Aku masuk ke dalam kamar kami – kamarku. Kuraba-raba tembok sampai menemukan tombol lampu dan memencetnya. Seketika ruang gelap itu jadi terang benderang, aku mengerjapkan mata beberapa kali untuk menyesuaikan diri. Kamar ini masih sama seperti terakhir kali aku dan Alec meninggalkannya seminggu lalu (beberapa hari ini aku tidur di kamar tamu). Ranjang kembar kami berdampingan dengan selimut dan seprai serasi. Poster-poster band rock ditempel menutupi cat kamar biru muda. Dua meja belajar diletakkan di masing-masing ujung ruangan, mejaku, tidak seperti yang kau duga, jauh lebih berantakan daripada meja Alec. Ada sebuah rak buku yang kayunya sudah rompal di salah satu ujung, dua rak paling atas digunakan untuk menyimpan koleksi mainan rakitan, tiga rak di bawahnya untuk buku, dan dua yang terakhir untuk meletakkan barang-barang yang tidak tahu lagi harus diletakkan di mana, misalnya bola basket pertama Alec yang sudah botak, koleksi kartu dan stiker superhero edisi terbatas, joystick rusak, lalu entah apa lagi. Ada vas bunga di atas meja kecil antara dua ranjang, diletakkan di samping jam weker Captain Marvel dan lampu tidur. Kami berdua selalu menganggap itu sebagai penghinaan terhadap sang Kapten, tapi Mum, dengan mata berkilat menakutkan, mengancam akan meloakkan semua komik kami kalau benda cewek itu sampai pindah tempat. Lemari baju hampir tidak pernah ada isinya, tidak ada satupun diantara kami yang rela membawa-bawa baju kembali ke kamar setelah disetrika, jadi biasanya kami langsung mengambil kaos dan jeans dari kamar cuci di bawah, atau memakai baju-baju yang tersisa dalam kamar, tersebar ke seluruh penjuru ruangan.

Aku berbaring nyalang di ranjangku.
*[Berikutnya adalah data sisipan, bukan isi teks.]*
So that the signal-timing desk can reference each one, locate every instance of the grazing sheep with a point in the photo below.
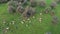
(42, 4)
(28, 12)
(3, 1)
(33, 3)
(52, 13)
(11, 9)
(13, 3)
(20, 9)
(57, 1)
(53, 5)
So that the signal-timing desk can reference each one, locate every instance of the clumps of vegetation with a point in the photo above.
(33, 3)
(29, 11)
(57, 1)
(54, 19)
(11, 9)
(12, 5)
(42, 3)
(47, 10)
(3, 1)
(53, 5)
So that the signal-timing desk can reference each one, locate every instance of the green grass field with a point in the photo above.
(34, 27)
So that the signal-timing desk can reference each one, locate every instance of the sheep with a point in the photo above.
(54, 19)
(53, 5)
(47, 10)
(28, 12)
(42, 4)
(33, 3)
(20, 9)
(11, 9)
(3, 1)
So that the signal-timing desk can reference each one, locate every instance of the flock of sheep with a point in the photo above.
(29, 10)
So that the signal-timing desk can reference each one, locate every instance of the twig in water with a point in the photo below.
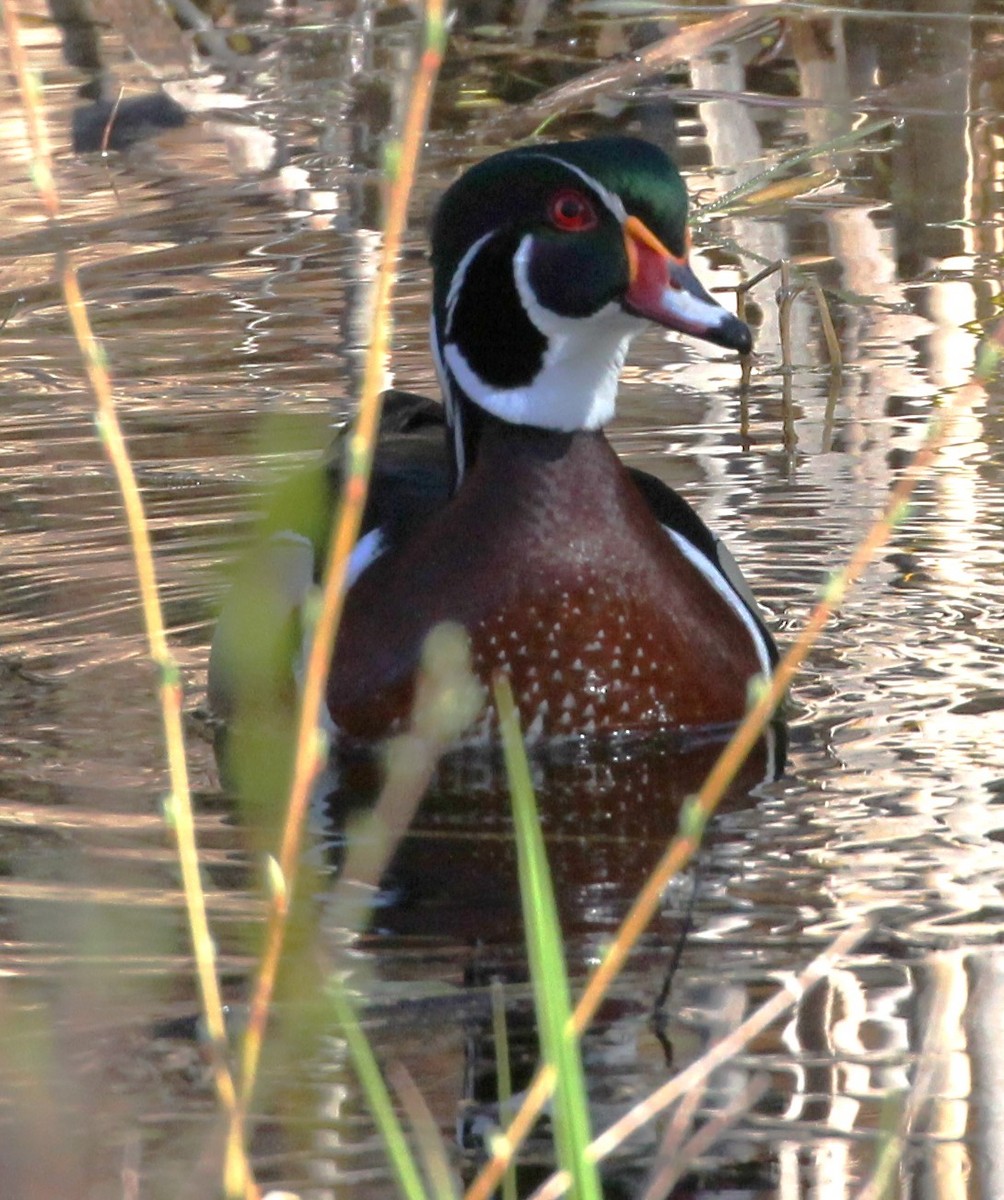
(179, 805)
(311, 745)
(697, 811)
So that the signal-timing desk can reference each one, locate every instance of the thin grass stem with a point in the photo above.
(311, 745)
(179, 807)
(696, 813)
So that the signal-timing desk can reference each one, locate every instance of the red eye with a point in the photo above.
(572, 211)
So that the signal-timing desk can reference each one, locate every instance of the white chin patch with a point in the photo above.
(576, 387)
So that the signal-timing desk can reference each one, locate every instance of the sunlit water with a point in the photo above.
(227, 267)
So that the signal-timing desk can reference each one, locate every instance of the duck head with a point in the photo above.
(547, 261)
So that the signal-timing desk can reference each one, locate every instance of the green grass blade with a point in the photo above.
(378, 1097)
(559, 1044)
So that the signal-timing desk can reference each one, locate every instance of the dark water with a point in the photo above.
(227, 265)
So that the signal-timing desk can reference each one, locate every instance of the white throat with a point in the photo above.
(576, 388)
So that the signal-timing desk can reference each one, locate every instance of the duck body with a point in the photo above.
(596, 588)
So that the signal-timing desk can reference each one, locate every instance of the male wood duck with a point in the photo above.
(596, 587)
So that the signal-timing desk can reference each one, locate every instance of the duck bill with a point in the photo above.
(663, 288)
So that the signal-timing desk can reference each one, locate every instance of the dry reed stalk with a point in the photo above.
(311, 745)
(701, 807)
(179, 808)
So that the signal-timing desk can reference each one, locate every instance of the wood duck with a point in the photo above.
(596, 587)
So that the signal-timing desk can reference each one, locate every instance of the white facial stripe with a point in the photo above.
(460, 275)
(609, 198)
(692, 310)
(576, 387)
(717, 581)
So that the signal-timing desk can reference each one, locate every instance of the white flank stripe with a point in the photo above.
(717, 581)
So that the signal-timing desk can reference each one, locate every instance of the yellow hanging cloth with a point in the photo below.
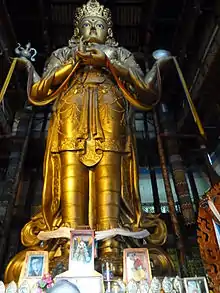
(7, 80)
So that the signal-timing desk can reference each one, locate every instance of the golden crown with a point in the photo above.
(93, 8)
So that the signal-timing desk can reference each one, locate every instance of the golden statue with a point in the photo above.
(90, 165)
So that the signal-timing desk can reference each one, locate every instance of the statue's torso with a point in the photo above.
(92, 108)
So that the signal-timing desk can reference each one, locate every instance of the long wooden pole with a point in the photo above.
(169, 194)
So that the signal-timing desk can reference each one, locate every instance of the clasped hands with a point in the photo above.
(90, 56)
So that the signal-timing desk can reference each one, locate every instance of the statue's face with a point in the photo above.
(93, 29)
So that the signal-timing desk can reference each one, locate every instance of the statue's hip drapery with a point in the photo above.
(91, 123)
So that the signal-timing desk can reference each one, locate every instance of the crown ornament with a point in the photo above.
(93, 8)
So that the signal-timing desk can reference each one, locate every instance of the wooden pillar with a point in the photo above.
(177, 166)
(21, 132)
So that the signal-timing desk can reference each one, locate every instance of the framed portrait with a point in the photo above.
(82, 251)
(196, 285)
(136, 265)
(36, 265)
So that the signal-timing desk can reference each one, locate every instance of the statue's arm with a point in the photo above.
(57, 68)
(145, 86)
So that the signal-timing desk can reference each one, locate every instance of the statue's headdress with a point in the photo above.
(93, 8)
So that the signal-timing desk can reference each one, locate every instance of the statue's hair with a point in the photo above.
(92, 8)
(64, 286)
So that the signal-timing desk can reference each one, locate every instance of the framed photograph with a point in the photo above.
(35, 265)
(136, 265)
(196, 285)
(82, 251)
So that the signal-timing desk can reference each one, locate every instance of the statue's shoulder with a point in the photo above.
(62, 53)
(123, 52)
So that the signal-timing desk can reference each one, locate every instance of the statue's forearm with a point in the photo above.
(143, 85)
(42, 86)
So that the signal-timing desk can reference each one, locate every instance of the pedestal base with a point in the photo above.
(92, 280)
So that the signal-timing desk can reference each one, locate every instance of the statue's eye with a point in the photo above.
(100, 25)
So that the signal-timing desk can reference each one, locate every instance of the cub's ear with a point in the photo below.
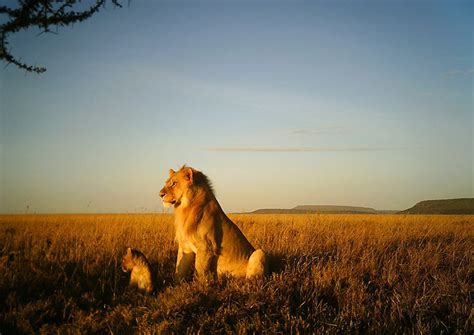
(189, 174)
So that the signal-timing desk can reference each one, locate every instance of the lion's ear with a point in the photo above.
(189, 174)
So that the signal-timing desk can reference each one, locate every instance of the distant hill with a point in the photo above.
(446, 206)
(326, 209)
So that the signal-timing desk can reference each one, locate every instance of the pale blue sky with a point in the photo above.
(280, 104)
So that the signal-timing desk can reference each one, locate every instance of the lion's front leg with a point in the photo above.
(206, 264)
(184, 264)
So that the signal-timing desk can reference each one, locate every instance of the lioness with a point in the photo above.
(208, 240)
(137, 263)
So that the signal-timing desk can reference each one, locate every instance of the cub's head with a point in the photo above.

Dari sudut ini tampak jelas papan buletin yang terpasang di balik pintu. Aku tersenyum kecil melihat papan itu, bangun dan menghampirinya. Ini adalah album foto kami. Keluarga kami adalah jenis keluarga yang senang mengabadikan momen-momen dalam foto, mencetaknya, meski di era digital seperti sekarang foto cukup disimpan rapi dalam folder komputer. Papan buletin ini sudah ada sejak pertama kali aku tidur di kamar sendiri, dan menjadi rumah bagi berbagai macam foto dari berbagai macam kamera. Kucabut salah satu foto polaroid yang warnanya hampir memudar. Keterangan di bawahnya, ditulis oleh Mum, berbunyi: "Alec&Ben. Mississippi. 28 Juli 1998." Foto itu menunjukkan sepasang kembar saling berangkulan, yang di sebelah kiri, memakai topi baseball, itu aku. Yang sebelah kanan, dengan tangan dibebat, itu Alec. Itu adalah salah satu liburan musim panas ketika aku tidak harus menginap di Rumah Sakit, Alec tidak ikut kemping, dan Dad tidak kerja lembur. Kami pergi memancing ke Mississippi. Alec, dengan tangannya yang masih dalam proses penyembuhan, nekat memancing di atas bebatuan licin. Aku duduk saja menemaninya di bawah pohon karena Mum tidak mengizinkan aku panas-panasan. Sampai tiba-tiba Alec menghilang dari pandanganku, membuatku panik setengah mati.

Ternyata dia tergelincir dan mendarat di atas kerikil-kerkil kecil. Lututnya berdarah lebih parah karena tangannya tidak mampu menahan beban. Ia tetap berusaha nyengir untuk menenangkanku, meski akhirnya airmatanya keluar juga. Aku menuruni bebatuan licin itu perlahan dan membantunya berdiri, menggandengnya sampai bertemu Mum danDad.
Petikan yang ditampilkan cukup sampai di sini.